There has been no significant change in the financial performance or financial position of SCPLC and its subsidiaries since 31 December 2024, being the end of the last financial period for which financial information of SCPLC and its subsidiaries has been published (as set out in the SCPLC 2024 Annual Report). There has been no material adverse change in the prospects of SCPLC and its subsidiaries since 31 December 2024, being the date of its last published audited financial statements.
There has been no significant change in the financial performance or financial position of SCB and its subsidiaries since 31 December 2024, being the end of the last financial period for which financial information of SCB and its subsidiaries has been published (as set out in the SCB 2024 Annual Report). There has been no material adverse change in the prospects of SCB and its subsidiaries since 31 December 2024, being the date of its last published audited financial statements.

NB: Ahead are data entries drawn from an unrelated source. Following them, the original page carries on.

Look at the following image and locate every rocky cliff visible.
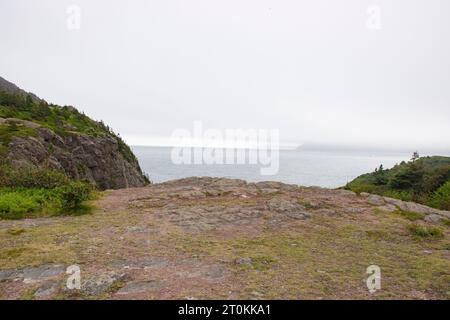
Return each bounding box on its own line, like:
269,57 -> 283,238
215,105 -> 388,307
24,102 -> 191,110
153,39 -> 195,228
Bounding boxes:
0,78 -> 148,189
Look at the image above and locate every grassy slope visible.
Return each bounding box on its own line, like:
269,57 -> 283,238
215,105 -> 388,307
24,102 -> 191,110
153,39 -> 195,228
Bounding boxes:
346,156 -> 450,210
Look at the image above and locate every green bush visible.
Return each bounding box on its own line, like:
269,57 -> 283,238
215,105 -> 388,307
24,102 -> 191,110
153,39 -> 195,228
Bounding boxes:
57,181 -> 93,211
429,181 -> 450,210
0,166 -> 70,189
408,224 -> 444,239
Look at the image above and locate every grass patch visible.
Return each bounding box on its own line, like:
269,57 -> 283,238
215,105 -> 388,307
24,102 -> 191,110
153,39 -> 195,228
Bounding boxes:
408,224 -> 444,239
442,219 -> 450,227
6,228 -> 25,236
394,209 -> 425,221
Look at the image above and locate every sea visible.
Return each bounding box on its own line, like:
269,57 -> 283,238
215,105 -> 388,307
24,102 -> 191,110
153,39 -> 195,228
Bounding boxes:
132,146 -> 411,188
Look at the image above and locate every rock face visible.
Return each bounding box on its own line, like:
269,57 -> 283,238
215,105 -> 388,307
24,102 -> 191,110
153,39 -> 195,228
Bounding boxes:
0,118 -> 146,189
0,77 -> 41,101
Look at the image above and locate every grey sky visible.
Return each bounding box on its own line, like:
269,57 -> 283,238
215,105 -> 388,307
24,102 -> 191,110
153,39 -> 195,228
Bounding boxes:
0,0 -> 450,149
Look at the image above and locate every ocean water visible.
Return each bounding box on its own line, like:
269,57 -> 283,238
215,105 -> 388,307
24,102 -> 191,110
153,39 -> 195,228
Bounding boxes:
132,147 -> 411,188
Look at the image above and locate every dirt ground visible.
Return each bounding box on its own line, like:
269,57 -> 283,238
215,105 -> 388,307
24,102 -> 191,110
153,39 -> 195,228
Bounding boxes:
0,178 -> 450,299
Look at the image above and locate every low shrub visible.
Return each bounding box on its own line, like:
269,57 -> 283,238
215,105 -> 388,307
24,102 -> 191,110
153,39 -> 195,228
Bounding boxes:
0,166 -> 70,189
56,181 -> 93,211
429,181 -> 450,210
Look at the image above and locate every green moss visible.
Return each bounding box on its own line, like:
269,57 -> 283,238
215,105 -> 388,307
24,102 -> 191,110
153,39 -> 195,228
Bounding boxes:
394,209 -> 425,221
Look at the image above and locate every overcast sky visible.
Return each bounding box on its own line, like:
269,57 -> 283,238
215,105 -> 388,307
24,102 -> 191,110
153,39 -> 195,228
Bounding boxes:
0,0 -> 450,150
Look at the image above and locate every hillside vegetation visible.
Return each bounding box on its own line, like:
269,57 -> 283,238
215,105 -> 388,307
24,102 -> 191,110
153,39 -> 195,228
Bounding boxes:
0,91 -> 137,161
346,154 -> 450,210
0,82 -> 148,219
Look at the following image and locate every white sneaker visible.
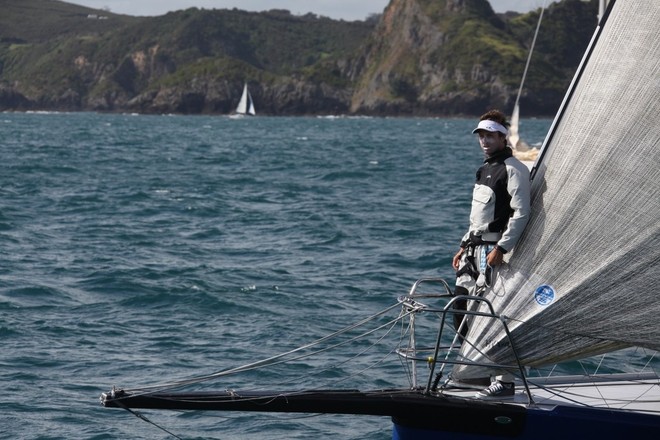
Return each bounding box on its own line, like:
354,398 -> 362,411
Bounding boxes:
474,380 -> 516,399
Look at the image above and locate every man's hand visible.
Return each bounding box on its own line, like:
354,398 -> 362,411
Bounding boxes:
486,248 -> 504,267
451,248 -> 464,270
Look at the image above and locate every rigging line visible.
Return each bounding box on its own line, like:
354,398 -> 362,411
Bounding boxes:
232,308 -> 405,394
117,401 -> 183,440
515,0 -> 546,107
255,319 -> 398,401
119,303 -> 408,395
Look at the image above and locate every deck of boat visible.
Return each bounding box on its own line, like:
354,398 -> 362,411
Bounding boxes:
442,373 -> 660,415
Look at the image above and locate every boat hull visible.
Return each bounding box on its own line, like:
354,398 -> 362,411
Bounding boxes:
392,406 -> 660,440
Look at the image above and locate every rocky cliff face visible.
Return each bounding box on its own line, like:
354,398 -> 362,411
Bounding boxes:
350,0 -> 525,114
0,0 -> 595,115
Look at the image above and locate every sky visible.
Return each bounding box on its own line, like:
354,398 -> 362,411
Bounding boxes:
63,0 -> 552,21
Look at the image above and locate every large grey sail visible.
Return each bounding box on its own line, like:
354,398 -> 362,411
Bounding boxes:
453,0 -> 660,379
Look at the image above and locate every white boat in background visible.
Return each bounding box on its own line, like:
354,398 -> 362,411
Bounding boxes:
101,0 -> 660,440
234,83 -> 257,116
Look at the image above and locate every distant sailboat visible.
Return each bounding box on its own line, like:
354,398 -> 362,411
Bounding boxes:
235,83 -> 257,116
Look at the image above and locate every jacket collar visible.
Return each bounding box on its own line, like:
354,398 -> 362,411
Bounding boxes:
484,147 -> 513,163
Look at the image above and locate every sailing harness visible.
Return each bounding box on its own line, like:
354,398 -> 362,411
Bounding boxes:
456,232 -> 497,293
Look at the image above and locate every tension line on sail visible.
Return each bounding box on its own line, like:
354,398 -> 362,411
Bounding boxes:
514,0 -> 546,108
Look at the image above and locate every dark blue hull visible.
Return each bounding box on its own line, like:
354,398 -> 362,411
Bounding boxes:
392,406 -> 660,440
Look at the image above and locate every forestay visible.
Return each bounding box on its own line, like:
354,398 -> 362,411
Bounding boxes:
453,0 -> 660,379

Copies of the documents incorporated by reference in this Supplementary Prospectus may be obtained (without charge) from the website of the Regulatory News Service operated by the London Stock Exchange at: http://www.londonstockexchange.com/exchange/news/market-news/market-newshome.html and are available, during usual business hours on any weekday (Saturdays, Sundays and public holidays excepted), for inspection at the registered office of the Issuers and at the office of the Issuing and Paying Agent, as set out in the Base Prospectus. This Supplementary Prospectus and copies of the documents incorporated by reference in this Supplementary Prospectus will be available for so long as any Notes are outstanding under the Programme at the website of SCPLC at: https://www.sc.com/en/investors/.

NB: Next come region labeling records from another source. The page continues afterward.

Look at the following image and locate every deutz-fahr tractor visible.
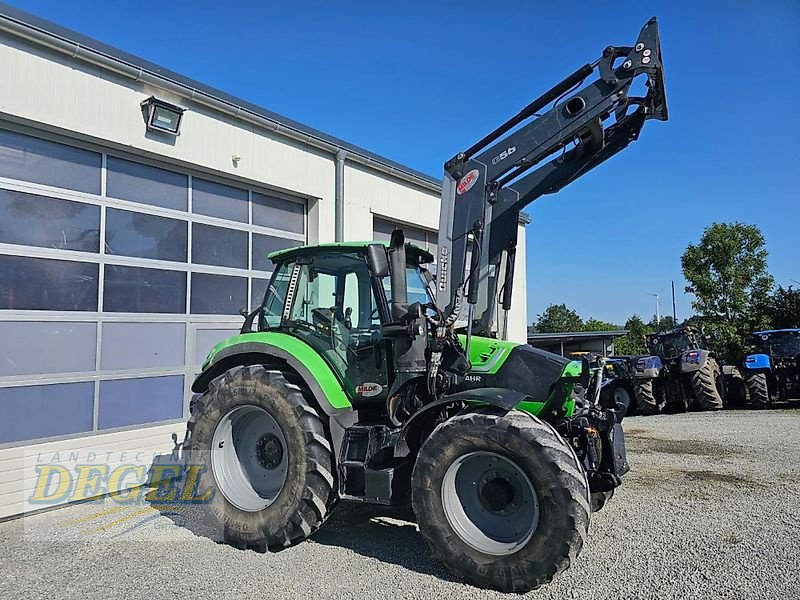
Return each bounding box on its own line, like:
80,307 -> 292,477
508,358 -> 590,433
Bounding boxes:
634,327 -> 725,415
184,19 -> 667,592
742,329 -> 800,408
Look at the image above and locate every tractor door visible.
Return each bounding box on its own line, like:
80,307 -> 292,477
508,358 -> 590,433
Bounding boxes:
281,252 -> 389,405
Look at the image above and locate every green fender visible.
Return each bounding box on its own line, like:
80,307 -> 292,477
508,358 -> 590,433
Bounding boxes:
192,331 -> 353,415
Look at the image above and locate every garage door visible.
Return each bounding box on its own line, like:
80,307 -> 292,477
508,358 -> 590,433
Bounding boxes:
0,123 -> 307,506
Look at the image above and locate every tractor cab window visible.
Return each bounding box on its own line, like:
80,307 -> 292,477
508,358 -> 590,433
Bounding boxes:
755,331 -> 800,356
261,263 -> 294,330
383,266 -> 431,314
262,252 -> 388,401
650,334 -> 697,358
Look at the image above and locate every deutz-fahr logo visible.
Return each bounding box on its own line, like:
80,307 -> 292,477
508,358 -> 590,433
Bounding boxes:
356,383 -> 383,398
456,169 -> 480,196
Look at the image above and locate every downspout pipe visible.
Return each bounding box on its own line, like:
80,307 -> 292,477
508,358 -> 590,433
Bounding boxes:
334,148 -> 347,242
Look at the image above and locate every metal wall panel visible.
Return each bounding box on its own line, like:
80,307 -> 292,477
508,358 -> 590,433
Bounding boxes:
0,381 -> 94,444
97,375 -> 183,429
100,322 -> 186,371
0,130 -> 102,194
0,321 -> 97,378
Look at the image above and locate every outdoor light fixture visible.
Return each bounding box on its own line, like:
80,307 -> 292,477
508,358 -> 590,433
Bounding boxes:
142,96 -> 186,135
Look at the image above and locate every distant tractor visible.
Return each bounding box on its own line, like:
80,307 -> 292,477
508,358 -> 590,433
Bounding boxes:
634,327 -> 725,415
742,329 -> 800,408
600,356 -> 635,421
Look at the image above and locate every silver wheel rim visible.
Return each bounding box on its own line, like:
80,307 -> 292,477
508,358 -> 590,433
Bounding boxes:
211,405 -> 289,512
614,387 -> 631,408
442,452 -> 539,556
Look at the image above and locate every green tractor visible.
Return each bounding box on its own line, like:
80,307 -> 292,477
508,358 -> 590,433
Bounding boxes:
184,19 -> 667,592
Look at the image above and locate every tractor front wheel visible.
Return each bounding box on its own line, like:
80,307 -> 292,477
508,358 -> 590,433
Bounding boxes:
412,411 -> 591,592
747,373 -> 769,408
186,365 -> 335,551
691,358 -> 723,410
633,379 -> 666,415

To the extent that any document or information incorporated by reference in this Supplementary Prospectus itself incorporates any document or information by reference, either expressly or impliedly, such document or information will not form part of this Supplementary Prospectus for the purposes of the UK Prospectus Regulation, except where such document or information is stated within this Supplementary Prospectus as specifically being incorporated by reference or where this Supplementary Prospectus is specifically defined as including such information. The websites which are referred to in the documents which are incorporated by reference into this Supplementary Prospectus do not form part of this Supplementary Prospectus for the purposes of the UK Prospectus Regulation.

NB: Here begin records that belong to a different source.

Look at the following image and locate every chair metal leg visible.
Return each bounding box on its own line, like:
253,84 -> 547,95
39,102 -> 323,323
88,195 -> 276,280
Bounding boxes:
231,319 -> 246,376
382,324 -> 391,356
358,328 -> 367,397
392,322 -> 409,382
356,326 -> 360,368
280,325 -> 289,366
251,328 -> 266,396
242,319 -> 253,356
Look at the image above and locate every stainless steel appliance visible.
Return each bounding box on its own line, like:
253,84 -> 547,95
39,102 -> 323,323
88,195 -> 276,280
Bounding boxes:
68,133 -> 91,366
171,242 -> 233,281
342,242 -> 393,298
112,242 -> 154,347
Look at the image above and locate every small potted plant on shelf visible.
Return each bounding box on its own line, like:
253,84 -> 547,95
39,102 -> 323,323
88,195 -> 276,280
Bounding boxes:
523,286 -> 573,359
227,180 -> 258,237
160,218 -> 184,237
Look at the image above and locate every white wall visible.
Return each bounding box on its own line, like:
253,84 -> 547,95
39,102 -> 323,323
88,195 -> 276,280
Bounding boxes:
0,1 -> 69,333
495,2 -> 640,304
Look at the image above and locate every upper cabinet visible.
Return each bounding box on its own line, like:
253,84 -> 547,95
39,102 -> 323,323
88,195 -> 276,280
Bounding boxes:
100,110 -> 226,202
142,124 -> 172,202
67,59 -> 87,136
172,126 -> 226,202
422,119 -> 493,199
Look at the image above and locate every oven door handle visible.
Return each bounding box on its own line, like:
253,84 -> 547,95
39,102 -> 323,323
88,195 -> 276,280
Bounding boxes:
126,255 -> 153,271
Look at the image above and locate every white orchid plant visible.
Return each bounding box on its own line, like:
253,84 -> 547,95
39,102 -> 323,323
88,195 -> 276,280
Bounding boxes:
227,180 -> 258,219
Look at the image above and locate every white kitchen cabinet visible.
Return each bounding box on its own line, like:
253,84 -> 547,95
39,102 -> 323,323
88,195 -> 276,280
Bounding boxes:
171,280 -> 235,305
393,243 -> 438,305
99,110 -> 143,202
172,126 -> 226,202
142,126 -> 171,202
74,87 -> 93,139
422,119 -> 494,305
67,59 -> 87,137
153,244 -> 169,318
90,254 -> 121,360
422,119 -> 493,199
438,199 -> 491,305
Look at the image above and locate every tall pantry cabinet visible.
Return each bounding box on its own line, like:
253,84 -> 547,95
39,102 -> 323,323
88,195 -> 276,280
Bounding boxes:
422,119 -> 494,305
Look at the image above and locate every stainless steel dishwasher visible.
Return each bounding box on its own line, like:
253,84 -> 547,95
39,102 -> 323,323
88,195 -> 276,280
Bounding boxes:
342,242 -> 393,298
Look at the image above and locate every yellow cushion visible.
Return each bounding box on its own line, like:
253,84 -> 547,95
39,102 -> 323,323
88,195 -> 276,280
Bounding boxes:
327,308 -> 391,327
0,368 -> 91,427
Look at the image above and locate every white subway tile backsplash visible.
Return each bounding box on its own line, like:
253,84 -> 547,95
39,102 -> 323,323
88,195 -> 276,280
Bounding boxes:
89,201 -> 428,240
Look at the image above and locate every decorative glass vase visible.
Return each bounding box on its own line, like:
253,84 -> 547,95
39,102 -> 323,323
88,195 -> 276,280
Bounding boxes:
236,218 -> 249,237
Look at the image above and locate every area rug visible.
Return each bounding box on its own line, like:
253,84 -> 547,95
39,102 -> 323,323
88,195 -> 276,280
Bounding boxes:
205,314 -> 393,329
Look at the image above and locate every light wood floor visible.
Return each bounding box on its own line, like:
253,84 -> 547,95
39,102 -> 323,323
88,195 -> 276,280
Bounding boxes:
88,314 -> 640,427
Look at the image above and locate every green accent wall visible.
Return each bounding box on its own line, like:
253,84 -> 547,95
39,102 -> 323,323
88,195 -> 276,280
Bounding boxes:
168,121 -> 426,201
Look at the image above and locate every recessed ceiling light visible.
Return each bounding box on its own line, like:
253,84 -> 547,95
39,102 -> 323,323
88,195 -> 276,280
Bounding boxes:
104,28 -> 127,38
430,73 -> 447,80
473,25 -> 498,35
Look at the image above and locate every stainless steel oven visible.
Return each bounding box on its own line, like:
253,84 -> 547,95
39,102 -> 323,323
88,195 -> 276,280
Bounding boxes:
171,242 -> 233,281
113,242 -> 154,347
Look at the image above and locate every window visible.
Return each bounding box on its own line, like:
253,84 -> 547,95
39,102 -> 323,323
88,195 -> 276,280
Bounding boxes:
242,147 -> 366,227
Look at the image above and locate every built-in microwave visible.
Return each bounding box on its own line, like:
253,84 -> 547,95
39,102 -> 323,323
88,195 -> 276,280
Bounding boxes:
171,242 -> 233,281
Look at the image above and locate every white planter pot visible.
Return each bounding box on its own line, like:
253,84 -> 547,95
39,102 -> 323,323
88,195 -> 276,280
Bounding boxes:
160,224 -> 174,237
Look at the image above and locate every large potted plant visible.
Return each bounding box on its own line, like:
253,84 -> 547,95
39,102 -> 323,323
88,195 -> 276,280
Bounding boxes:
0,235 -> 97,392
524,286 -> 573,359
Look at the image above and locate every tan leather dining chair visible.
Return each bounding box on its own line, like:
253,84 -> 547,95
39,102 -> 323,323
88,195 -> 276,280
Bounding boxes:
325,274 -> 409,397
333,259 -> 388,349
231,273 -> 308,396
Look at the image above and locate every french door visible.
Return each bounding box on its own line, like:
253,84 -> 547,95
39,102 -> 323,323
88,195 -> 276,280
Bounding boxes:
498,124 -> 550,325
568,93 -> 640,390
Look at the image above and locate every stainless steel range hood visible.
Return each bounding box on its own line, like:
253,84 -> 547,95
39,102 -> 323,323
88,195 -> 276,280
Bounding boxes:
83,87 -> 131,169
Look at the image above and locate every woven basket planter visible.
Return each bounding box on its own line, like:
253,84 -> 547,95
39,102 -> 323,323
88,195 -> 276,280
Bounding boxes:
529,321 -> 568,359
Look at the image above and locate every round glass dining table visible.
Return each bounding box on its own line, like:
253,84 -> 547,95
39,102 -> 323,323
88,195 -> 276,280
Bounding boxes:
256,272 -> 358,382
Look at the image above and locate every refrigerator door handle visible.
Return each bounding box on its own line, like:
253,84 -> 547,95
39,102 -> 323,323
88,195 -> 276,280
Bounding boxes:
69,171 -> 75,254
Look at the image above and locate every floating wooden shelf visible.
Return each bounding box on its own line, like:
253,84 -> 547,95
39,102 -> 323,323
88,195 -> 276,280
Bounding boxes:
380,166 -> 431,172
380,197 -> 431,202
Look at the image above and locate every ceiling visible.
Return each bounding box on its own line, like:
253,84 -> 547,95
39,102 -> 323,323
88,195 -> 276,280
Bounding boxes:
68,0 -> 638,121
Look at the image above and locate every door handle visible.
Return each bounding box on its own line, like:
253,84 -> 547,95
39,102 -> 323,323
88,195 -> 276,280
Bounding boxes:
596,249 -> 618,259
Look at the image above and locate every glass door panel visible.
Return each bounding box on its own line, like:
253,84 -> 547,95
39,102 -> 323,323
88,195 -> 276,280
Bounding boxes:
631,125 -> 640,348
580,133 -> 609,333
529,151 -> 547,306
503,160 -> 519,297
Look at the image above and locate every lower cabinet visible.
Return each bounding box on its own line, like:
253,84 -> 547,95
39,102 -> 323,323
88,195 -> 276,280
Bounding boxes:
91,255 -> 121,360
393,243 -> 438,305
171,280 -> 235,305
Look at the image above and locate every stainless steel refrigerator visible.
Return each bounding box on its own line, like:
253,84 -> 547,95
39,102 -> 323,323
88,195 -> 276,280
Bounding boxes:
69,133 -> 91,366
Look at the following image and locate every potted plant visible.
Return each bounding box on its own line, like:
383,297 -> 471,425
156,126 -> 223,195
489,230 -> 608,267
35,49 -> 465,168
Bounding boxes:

To the extent that there is any inconsistency between: (a) any statement in this Supplementary Prospectus or any statement incorporated by reference into this Supplementary Prospectus; and (b) any other statement in or incorporated by reference into the Base Prospectus or the supplementary prospectuses dated 2 May 2024, 30 July 2024, 4 September 2024, 23 September 2024, 30 October 2024 and 19 December 2024, the statements in (a) above will prevail.
Save as disclosed in this Supplementary Prospectus or the supplementary prospectuses dated 2 May 2024, 30 July 2024, 4 September 2024, 23 September 2024, 30 October 2024 and 19 December 2024, there has been no other significant new factor, material mistake or material inaccuracy relating to information included in the Base Prospectus since the publication of the Base Prospectus.